Royal palms are widely planted for decorative purposes throughout their native region, and elsewhere in the tropics and subtropics. They are considered by many to be the most beautiful palm in the world.
With smooth light gray trunks that looks as if they had been cast from concrete resembling cathedral pillars, there is not a more impressive palm with which to line a boulevard. Such is the case of the double row of Royal Palm Trees located at El Prado Boulevard in Balboa.
The Florida Royal Palm (Roystonea elata) is native to the cypress swamps of south Florida. It is disappearing from the wild but nice stands can still be seen at the Royal Palm Visitors Center near Homestead, Florida in the Everglades National Park. The Cuban Royal Palm (Roystonea regia) is native to Cuba where it grows wild, specially in the Province of Santa Clara.

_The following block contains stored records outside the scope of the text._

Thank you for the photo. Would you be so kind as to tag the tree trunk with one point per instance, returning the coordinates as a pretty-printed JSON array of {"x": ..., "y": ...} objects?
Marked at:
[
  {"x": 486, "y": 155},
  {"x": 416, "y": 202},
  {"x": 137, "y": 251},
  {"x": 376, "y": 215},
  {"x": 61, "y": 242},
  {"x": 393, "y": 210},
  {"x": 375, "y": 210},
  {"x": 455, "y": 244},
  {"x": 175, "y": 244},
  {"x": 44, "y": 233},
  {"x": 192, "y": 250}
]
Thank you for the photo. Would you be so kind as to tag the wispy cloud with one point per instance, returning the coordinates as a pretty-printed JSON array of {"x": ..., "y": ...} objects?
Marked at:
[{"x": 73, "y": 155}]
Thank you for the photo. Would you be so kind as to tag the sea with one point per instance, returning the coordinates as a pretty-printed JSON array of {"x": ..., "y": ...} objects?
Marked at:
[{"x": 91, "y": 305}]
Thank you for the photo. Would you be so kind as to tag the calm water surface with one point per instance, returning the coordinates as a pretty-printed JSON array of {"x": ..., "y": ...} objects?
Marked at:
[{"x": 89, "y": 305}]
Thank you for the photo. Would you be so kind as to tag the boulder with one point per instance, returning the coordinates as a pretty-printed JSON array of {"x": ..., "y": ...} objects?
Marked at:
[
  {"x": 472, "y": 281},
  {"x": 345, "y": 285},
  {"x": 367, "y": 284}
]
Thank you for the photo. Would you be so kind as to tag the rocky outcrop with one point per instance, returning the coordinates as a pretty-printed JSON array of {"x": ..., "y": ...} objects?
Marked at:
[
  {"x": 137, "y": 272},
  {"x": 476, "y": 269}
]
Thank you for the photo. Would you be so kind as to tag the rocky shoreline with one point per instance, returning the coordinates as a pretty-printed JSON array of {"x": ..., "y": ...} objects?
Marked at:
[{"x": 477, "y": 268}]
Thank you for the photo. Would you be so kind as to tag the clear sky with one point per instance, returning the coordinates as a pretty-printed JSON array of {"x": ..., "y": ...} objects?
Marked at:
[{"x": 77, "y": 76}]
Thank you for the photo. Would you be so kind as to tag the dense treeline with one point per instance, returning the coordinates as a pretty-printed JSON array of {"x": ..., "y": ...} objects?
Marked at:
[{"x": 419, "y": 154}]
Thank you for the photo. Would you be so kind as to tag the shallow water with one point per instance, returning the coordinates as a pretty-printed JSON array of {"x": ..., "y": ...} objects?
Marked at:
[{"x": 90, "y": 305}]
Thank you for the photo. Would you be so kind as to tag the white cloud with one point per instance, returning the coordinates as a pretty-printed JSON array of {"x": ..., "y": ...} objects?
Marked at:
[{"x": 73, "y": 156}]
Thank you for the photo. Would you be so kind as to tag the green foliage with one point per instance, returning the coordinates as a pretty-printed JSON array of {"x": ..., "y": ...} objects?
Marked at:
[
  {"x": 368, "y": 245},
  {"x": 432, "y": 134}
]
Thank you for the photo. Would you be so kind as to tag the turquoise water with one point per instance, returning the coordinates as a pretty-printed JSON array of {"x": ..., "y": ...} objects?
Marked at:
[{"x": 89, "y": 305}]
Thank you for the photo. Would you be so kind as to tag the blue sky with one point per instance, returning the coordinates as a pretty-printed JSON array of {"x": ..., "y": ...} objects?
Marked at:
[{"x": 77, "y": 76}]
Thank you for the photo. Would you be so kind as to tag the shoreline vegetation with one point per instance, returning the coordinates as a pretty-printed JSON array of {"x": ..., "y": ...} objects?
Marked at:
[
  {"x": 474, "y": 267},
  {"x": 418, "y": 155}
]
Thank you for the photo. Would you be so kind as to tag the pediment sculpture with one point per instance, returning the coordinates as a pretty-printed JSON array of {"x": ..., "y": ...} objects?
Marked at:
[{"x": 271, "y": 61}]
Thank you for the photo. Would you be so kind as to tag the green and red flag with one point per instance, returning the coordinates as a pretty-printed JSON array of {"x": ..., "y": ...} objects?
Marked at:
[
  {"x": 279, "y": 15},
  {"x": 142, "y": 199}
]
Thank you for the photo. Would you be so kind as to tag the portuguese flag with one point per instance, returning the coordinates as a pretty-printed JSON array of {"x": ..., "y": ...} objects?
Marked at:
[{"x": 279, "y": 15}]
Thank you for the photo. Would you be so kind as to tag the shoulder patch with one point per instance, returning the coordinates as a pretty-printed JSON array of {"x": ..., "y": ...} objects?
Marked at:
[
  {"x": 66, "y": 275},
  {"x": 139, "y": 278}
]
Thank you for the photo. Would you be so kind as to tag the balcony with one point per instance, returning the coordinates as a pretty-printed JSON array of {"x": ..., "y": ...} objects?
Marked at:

The Florida Royal Palm grows from 50 to 100 feet tall and has a beautiful crown of pinnate leaves sometimes over 20 feet diameter. The gray trunk of the Florida Royal palm develops an elongated bulge that sometimes rises to the middle of the tree.
The grace and beauty of a Royal palm makes it a popular tree along the streets of many cities. Often they are used in the islands of large parking lots or in medians along the highway. Nothing says “tropical” like the majestic Royal palm.
The name says it all, Royal Palm! Truly an aristocrat of the plant kingdom, this palm makes a memorable impression wherever it is grown. Massive and symmetrical with a smoothly sculpted trunk this palm looks almost artificial, like a denizen of an idealized Disney landscape. But it is real and lends a distinctive air to parkways and boulevards all over South Florida and the Caribbean.
When I saw the neat rows of Royal Palm Trees flanking the road of Balboa Heights, I stopped the car and took some pictures. This is how my camera captured these giant pillars of smooth light gray color reaching for the blue sky. Here we go.
Not only did I got a breath of fresh air driving to Balboa Heights that hot Sunday afternoon, but I also got to capture one of the most beautiful tropical trees on this side of the world. Good Day.